Rosewood offers a warmer, softer sound. To find examples of this, look into old-fashioned blues music and other well known, “messier” sounding styles, like grunge or punk. Be mindful of other effects on the sound though. Many musicians will attack their strings much harder than usual to increase the natural “fuzzing” of the sound.
How likely are you to maintain the instrument?
Maple, because of the hardness, creates fretboards and necks that are tough and durable, requiring simple cleaning but not special materials. This has obvious advantages in terms of saving time but often runs counter to a musician’s inclination to spend time tending their instrument.
Many musicians will use the opportunity afforded by restringing their guitar to inspect, clean, and maintain it carefully. Rosewood requires a little more attention, and there is a sense of ritual involved in its care. Oiling and treating the wood results in a kind of lasting interest. To invest that time is to make the instrument itself feel more important to the player.
How does it look?
Electric guitars are able to mimic a lot of different sounds with a little creativity in the use of pedals, amp settings and play styles. With that in mind, it may simply be the aesthetic appeal of one wood or the other that makes the final choice.

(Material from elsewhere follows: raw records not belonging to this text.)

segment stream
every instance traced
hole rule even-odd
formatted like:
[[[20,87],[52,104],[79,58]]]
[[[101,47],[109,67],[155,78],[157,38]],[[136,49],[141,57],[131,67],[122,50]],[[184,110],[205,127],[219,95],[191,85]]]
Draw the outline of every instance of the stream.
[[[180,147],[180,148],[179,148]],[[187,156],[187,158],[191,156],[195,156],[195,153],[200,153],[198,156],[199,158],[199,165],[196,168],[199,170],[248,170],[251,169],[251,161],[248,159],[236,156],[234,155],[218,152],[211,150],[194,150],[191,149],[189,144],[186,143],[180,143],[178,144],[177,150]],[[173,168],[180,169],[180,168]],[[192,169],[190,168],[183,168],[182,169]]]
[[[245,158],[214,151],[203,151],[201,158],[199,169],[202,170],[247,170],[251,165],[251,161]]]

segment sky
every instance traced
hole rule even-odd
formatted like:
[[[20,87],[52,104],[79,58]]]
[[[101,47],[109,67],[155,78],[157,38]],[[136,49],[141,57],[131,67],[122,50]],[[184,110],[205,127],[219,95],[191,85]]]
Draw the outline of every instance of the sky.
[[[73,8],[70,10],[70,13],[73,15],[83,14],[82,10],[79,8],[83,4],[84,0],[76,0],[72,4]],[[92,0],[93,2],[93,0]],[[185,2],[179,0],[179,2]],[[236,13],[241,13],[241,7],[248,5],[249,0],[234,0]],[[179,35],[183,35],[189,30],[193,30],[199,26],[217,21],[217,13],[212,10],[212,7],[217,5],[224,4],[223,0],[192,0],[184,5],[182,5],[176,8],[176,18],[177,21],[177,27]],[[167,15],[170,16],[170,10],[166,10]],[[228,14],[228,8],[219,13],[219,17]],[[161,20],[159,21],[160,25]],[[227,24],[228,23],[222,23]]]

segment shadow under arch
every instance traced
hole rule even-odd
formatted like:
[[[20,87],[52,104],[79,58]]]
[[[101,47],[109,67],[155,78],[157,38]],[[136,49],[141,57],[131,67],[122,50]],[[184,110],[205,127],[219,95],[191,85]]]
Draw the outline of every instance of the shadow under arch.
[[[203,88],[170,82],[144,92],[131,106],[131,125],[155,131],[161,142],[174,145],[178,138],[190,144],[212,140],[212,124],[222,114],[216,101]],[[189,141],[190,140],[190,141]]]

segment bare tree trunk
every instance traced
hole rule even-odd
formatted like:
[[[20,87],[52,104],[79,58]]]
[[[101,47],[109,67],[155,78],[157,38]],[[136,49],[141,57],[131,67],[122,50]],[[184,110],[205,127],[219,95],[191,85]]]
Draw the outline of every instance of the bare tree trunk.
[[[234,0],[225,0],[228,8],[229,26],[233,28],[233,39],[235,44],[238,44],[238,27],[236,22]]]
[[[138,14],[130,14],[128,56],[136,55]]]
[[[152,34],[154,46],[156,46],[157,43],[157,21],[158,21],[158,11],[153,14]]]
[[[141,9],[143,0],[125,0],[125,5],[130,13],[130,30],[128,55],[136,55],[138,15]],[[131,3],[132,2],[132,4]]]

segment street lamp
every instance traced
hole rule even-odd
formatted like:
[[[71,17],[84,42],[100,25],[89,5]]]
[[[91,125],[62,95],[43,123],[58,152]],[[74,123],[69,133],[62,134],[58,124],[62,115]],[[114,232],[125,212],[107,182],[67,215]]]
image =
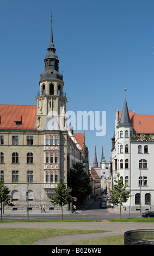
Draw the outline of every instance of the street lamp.
[[[27,220],[29,219],[29,212],[28,212],[28,184],[29,184],[29,176],[28,176],[28,169],[27,170],[27,192],[26,193],[26,199],[27,200]]]

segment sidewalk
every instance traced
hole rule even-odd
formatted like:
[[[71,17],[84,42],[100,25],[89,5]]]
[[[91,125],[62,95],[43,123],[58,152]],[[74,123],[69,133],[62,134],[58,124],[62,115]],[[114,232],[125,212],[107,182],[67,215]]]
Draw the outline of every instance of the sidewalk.
[[[91,204],[94,202],[94,199],[91,198],[88,201],[87,201],[84,204],[79,206],[77,208],[77,211],[78,213],[82,212],[84,210],[85,210],[90,204]],[[51,214],[51,215],[61,215],[61,210],[50,210],[47,208],[45,208],[45,211],[46,214]],[[40,214],[43,215],[45,214],[44,212],[41,213],[40,210],[30,210],[28,211],[28,213],[29,215],[36,215],[36,214]],[[70,213],[70,210],[63,210],[63,214],[68,214]],[[26,210],[17,210],[17,211],[13,211],[13,210],[5,210],[4,208],[4,214],[27,214],[27,212]]]

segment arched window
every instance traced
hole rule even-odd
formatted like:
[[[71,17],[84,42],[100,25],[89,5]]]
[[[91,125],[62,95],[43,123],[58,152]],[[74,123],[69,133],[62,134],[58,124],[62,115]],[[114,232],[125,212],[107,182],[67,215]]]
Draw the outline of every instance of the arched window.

The lightness of maple provides a nice, uniform colour. Grain appears less defined, and from a distance (a stage, for example), will do little to draw the eye. This can appeal for artists or groups pursuing a uniform look, or who are eager to have something other than instruments to draw the eye.
Rosewood, with its rich red colour and stark, heavy grain has a much more vivid (or distracting) impact on the eye.
There is plenty of talk in the guitar world about the purity of music, or the value of one sound, or one material, or one brand over another. It’s worth reading about it all, and sifting through opinions to see what feels right for you, and what doesn’t. A guitar is an investment. More expensive guitars, the high-end or custom instruments out there, are owned by two kinds of musicians; those who want the guitar to make them sound good, or those that have been playing long enough to really know what they are after.
The fact is that the interaction between the guitarist and their guitar works both ways. If you become familiar with your instrument, then the way you approach your music will be in terms of that familiarity. It’s a big choice, but there isn’t really a wrong one.